In a city with 236,162 youth under 18, the largest group of youth in Indiana, it’s conceivable that hundreds, maybe a few thousand youth, would need emergency help and services each year. Help and services that are needed after business hours at, say three in the morning, or weekends.

Indianapolis had resources to help these youth and their families. We had the Marion County Guardian Home. And we had an outfit called Youth Emergency Services (YES) that provided counseling and assistance at all hours of the day. YES provided those services for a cost effective $1.5 million yearly.

Now the Scrooges at the Indiana Department of Child Services, driven by head Scrooge former Judge James Payne, are cutting YES out of the picture of helping youth. An organization that Payne created 11 years ago.

If Payne gets his way, DCS workers will be the only ones authorized to help youth in need 24/7.

This bizarre arrangement is so ridiculous that Marion County Superior Court Judge Marilyn Moores, who replaced Payne as head of the Juvenile Court, blasted the decision last week. Moores told the Indianapolis Star the move “is 10 steps backwards” and is “shortsighted.”

To make the erratic DCS, with their track record of allowing children in their care to be harmed or die, the sole agency to handle the emergency problems of Indianapolis youth is dangerous and shortsighted. Our community should be outraged and worried!

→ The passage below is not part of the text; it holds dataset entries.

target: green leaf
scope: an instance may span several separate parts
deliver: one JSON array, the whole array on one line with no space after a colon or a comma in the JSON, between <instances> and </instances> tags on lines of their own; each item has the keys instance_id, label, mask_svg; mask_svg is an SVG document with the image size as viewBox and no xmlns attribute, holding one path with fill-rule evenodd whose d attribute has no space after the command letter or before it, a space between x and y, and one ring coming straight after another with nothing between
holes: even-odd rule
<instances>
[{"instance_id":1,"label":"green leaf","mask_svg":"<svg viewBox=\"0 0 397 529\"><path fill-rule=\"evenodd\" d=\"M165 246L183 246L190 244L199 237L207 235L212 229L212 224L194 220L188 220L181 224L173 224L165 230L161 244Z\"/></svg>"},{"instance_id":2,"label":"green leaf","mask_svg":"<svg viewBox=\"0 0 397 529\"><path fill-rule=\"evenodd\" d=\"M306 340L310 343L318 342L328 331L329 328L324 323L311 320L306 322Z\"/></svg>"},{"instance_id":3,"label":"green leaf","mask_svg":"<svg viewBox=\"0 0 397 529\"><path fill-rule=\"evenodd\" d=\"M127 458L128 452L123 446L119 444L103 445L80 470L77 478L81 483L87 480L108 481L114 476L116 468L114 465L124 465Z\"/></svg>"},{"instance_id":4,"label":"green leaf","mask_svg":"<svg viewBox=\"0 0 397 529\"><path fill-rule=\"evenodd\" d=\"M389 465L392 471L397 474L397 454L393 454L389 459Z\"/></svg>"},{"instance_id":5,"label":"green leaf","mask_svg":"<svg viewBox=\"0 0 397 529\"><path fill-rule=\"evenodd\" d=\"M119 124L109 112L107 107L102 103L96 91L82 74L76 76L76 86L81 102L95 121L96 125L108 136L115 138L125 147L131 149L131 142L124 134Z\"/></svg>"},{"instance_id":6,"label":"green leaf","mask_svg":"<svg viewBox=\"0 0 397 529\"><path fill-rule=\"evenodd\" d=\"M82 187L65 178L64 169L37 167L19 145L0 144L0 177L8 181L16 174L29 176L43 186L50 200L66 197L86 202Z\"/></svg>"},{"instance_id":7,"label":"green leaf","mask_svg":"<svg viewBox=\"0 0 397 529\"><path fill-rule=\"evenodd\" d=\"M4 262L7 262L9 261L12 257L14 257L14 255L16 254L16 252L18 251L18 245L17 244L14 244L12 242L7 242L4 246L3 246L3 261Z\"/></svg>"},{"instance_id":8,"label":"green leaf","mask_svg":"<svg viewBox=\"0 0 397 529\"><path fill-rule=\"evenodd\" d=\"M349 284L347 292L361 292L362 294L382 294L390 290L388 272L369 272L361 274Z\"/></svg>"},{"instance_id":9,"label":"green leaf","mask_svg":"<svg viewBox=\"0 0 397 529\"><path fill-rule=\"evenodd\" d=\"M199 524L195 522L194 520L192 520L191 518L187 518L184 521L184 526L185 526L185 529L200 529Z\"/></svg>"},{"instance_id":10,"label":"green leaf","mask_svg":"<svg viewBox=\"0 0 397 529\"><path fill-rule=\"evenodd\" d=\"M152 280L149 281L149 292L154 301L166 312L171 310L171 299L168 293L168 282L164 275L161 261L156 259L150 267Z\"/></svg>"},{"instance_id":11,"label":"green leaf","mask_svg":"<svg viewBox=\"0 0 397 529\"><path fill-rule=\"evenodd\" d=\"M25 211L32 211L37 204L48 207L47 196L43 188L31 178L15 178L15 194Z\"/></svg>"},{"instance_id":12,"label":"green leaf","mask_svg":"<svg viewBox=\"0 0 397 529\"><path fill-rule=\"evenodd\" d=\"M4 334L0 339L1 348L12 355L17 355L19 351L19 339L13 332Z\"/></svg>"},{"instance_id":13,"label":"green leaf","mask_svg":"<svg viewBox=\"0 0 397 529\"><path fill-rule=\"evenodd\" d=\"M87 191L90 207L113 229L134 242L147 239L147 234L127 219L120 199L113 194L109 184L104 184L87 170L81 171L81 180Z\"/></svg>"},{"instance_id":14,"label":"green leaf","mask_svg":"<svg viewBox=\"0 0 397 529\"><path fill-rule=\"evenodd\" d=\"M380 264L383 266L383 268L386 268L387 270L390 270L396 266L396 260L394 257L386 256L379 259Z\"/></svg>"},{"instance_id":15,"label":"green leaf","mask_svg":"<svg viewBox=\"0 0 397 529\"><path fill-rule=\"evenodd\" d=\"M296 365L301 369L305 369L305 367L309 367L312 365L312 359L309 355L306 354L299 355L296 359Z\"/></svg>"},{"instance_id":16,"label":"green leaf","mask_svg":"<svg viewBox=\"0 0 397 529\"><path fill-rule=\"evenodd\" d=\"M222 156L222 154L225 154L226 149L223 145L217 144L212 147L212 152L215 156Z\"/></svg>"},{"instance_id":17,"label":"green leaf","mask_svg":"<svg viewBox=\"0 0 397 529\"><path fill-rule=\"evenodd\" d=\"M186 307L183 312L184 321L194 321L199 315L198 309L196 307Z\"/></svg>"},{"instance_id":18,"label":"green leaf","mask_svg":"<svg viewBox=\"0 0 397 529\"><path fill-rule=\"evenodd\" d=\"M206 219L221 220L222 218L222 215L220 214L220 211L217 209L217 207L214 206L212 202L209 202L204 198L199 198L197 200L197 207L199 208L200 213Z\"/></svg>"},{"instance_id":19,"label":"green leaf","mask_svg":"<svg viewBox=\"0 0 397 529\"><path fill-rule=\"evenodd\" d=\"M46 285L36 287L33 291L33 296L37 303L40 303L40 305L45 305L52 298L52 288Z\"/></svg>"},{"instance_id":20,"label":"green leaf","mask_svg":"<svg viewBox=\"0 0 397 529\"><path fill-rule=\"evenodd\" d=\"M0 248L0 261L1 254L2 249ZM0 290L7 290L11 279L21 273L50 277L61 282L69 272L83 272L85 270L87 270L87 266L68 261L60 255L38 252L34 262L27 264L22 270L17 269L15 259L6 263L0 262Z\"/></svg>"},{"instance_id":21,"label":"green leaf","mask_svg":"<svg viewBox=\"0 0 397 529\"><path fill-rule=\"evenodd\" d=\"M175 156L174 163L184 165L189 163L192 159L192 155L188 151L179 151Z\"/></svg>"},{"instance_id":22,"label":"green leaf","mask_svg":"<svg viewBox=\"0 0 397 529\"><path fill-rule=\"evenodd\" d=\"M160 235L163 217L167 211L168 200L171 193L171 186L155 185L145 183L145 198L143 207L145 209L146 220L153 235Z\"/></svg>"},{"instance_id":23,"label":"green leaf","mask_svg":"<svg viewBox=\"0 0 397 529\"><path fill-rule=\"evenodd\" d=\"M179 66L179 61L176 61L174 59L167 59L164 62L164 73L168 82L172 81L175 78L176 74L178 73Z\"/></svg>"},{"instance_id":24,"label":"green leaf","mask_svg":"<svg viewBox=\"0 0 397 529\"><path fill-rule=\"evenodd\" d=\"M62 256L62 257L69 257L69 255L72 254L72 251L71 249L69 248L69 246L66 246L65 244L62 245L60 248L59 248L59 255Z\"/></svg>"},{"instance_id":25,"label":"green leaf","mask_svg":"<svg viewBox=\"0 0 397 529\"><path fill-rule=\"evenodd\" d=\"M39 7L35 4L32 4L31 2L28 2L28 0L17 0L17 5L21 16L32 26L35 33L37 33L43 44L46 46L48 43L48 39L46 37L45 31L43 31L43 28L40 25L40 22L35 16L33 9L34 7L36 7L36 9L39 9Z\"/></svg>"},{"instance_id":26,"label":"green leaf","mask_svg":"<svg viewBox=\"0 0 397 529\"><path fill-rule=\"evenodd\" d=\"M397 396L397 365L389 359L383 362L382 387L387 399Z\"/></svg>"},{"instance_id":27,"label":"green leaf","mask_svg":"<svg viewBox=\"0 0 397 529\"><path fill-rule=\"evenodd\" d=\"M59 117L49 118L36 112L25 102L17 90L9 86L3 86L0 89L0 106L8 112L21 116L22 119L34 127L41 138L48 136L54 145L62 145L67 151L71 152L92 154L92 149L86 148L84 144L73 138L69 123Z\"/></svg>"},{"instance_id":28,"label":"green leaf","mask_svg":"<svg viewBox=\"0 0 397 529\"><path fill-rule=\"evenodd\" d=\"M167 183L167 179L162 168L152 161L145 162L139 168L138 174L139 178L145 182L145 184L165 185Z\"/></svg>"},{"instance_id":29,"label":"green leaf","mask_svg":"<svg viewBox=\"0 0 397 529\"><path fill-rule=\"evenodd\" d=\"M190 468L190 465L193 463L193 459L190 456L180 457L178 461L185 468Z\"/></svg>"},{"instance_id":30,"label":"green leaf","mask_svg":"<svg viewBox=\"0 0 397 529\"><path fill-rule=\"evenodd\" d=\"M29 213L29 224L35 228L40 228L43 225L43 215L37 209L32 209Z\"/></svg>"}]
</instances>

Even though it was in my notes from the Labor Day Parade, I left out the fact businessman and Democrat Brian Williams, one of two who’ve filed paperwork to run for Mayor in 2011, was there. My bad.

From my first days in Indianapolis, Delores “Sugar” Poindexter served as one of my mentors. The down-to-earth gospel DJ at WTLC Radio provided guidance on many subjects. From learning how to survive in Indianapolis, to understanding the Black religious community and its unique role in our Black community.

For nearly a quarter century “Sugar” was the “mother” of the WTLC staff, in every aspect of what that word means. She was also an icon in the world of gospel music, here and across the country, as an artist and announcer.

“Sugar” survived personal travails, a stroke more than a decade ago, and fought a fierce fight against the cancer that claimed her.

Delores “Sugar” Poindexter was a lion of our African-American community. Along with my deepest sympathies to her family and many friends, comes the knowledge that this deeply religious woman is now at peace and rest in the Place God has for his most devoted angels.